Created attachment 1519880 [details] asb-etcd-1-smjcf.log Description of problem: Running Etcd, Cassandra and PostgreSQL show a stacktrace after starting with DB files on Gluster 5.2 volumes, if the volume has enabled the volume option performance.write-behind. Using the Gluster volumes to serve normal files does not enforce the issue. Version-Release number of selected component (if applicable): 5.2 How reproducible: Steps to Reproduce: 1. Start Etcd with DB files on a gluster volume option performance.write-behind is on 2. Etcd does start and crashes after listening to clients (unexpected fault address 0x7fca0c001040) 3. Disable performance.write-behind on the gluster volume 4. Restart Etcd 5. Etcd does start normally Actual results: Output of a Etcd crashing (asb-etcd-1-smjcf.log) Expected results: Output of a Etcd running with performance.write-behind off (asb-etcd-3-dsfxf.log) Additional info: The content or size of the Etcd DB doesn't matter. It is also reproducible if the DB is created from scratch.

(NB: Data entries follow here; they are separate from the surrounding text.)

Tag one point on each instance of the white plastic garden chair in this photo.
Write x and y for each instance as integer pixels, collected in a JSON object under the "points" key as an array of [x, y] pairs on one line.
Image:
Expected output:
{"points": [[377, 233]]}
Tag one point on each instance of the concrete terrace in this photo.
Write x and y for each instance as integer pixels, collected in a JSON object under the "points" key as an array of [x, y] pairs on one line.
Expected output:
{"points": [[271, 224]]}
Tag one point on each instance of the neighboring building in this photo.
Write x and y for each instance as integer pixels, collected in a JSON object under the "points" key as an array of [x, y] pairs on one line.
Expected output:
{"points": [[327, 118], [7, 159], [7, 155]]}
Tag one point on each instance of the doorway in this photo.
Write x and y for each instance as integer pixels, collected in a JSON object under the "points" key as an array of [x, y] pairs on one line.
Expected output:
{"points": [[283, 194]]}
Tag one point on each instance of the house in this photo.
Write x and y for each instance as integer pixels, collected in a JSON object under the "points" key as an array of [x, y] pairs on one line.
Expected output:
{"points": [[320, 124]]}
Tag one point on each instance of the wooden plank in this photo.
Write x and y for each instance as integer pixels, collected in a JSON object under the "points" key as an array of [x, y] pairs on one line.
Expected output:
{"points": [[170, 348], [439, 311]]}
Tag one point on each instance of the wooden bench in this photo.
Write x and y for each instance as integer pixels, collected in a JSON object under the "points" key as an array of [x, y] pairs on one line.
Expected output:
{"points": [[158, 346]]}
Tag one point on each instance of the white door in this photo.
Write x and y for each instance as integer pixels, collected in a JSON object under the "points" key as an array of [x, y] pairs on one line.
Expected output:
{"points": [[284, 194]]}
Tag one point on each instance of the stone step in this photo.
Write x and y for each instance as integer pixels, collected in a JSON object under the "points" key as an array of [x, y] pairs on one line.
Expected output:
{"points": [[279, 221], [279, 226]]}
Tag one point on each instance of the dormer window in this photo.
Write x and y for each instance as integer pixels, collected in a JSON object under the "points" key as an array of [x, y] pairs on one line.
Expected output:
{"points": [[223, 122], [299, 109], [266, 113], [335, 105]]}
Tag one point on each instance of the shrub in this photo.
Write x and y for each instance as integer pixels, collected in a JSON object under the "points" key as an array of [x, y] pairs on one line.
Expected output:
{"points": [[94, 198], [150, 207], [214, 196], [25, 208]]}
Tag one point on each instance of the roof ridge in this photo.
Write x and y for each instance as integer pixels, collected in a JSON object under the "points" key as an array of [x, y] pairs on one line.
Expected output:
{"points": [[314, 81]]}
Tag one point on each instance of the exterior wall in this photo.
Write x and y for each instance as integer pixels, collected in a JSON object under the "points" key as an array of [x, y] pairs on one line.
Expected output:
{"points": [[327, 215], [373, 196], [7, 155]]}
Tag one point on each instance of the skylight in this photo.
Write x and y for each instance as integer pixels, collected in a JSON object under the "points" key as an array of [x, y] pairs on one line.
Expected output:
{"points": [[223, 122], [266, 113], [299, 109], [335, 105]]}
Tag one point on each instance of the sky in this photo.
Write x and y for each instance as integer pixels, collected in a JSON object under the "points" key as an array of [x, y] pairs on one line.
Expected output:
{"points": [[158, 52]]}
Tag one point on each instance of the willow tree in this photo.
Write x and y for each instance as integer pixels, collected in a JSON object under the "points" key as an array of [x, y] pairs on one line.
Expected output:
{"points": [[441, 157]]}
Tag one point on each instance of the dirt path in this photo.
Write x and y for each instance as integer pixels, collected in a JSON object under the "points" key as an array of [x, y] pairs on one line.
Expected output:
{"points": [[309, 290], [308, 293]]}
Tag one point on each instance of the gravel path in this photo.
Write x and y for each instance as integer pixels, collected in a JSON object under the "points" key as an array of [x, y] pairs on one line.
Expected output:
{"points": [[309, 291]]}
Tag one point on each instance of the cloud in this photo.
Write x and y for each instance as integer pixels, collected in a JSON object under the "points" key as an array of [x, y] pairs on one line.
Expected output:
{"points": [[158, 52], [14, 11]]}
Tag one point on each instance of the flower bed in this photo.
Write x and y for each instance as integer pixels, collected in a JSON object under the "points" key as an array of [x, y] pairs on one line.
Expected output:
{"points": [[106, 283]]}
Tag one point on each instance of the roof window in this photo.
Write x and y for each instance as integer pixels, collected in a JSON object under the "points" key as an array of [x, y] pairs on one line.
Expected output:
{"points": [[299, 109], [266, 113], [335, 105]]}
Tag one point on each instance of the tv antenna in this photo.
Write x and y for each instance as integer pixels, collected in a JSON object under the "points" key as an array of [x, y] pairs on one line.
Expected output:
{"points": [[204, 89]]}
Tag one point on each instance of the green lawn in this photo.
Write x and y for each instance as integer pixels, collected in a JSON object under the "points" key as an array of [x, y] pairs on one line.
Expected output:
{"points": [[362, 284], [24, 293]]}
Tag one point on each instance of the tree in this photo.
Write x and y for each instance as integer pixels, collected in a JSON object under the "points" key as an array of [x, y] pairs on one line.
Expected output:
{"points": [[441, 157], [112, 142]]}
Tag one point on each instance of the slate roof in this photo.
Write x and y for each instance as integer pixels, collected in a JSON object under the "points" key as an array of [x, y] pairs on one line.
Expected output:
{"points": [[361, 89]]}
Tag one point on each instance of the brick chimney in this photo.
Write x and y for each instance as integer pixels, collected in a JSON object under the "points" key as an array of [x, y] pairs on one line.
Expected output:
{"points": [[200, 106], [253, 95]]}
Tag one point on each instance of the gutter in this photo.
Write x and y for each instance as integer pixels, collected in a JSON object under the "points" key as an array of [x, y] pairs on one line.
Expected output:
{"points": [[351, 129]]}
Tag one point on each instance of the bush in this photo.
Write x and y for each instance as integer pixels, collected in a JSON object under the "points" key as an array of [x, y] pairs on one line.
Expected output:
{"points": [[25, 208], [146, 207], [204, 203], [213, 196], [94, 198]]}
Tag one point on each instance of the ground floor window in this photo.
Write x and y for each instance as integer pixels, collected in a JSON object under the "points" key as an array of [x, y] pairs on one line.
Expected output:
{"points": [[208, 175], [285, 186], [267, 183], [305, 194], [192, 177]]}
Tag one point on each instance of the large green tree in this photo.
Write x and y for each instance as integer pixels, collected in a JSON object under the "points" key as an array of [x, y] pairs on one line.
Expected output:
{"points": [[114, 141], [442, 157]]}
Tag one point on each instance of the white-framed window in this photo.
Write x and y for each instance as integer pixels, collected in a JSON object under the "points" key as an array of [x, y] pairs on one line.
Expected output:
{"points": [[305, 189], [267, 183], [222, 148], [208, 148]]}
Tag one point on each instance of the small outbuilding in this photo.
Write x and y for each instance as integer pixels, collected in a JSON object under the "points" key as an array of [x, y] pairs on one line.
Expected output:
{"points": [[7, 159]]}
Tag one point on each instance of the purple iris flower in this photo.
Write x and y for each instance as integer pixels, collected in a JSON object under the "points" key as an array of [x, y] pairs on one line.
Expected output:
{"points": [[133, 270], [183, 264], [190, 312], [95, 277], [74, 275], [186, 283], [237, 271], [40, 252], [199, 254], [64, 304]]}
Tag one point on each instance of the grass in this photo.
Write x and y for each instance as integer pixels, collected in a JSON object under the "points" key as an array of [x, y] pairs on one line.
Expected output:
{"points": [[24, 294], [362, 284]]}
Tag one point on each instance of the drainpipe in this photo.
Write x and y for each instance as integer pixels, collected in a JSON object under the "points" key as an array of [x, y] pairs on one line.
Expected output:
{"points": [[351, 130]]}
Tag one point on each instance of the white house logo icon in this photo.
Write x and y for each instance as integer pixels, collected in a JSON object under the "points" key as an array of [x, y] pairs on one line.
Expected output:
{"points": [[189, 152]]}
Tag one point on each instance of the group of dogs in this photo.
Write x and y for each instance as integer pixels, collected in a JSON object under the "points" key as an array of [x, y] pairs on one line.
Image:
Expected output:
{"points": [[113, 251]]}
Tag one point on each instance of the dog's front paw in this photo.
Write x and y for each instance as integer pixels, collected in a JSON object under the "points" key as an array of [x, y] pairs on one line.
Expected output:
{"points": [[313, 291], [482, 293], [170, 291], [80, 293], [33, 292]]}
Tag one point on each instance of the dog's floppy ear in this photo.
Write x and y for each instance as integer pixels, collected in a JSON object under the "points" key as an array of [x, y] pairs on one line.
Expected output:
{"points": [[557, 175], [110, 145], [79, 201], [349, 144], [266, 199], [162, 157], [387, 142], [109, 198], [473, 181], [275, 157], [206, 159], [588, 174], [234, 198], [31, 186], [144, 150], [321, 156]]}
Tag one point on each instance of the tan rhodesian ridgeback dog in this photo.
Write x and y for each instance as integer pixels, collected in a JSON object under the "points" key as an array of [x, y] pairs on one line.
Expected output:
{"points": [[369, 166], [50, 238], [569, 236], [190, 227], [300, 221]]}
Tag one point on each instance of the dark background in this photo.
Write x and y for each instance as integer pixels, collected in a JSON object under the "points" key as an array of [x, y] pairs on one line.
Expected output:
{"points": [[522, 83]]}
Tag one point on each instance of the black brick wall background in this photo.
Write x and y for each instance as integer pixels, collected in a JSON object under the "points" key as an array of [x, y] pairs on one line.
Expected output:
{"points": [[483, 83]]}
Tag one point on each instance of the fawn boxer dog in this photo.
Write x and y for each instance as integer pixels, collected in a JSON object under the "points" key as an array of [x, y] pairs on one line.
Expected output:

Created attachment 1519881 [details] asb-etcd-3-dsfxf.log
Can you paste the backtrace here? If possible can you attach the core?
Sorry I interpreted the bug as glusterfs crashing. I see that etcd is having problems coming up. Can you get the following information (I don't need core of glusterfs, as there is none): * strace of etcd (strace -ff -v ...), to find out what syscalls it did. * dump of traffic between fuse kernel module and glusterfs (see --dump-fuse option of glusterfs)
Also detailed steps for reproducer (even better a script or capture of the cmds you executed) would greatly speed up the debugging.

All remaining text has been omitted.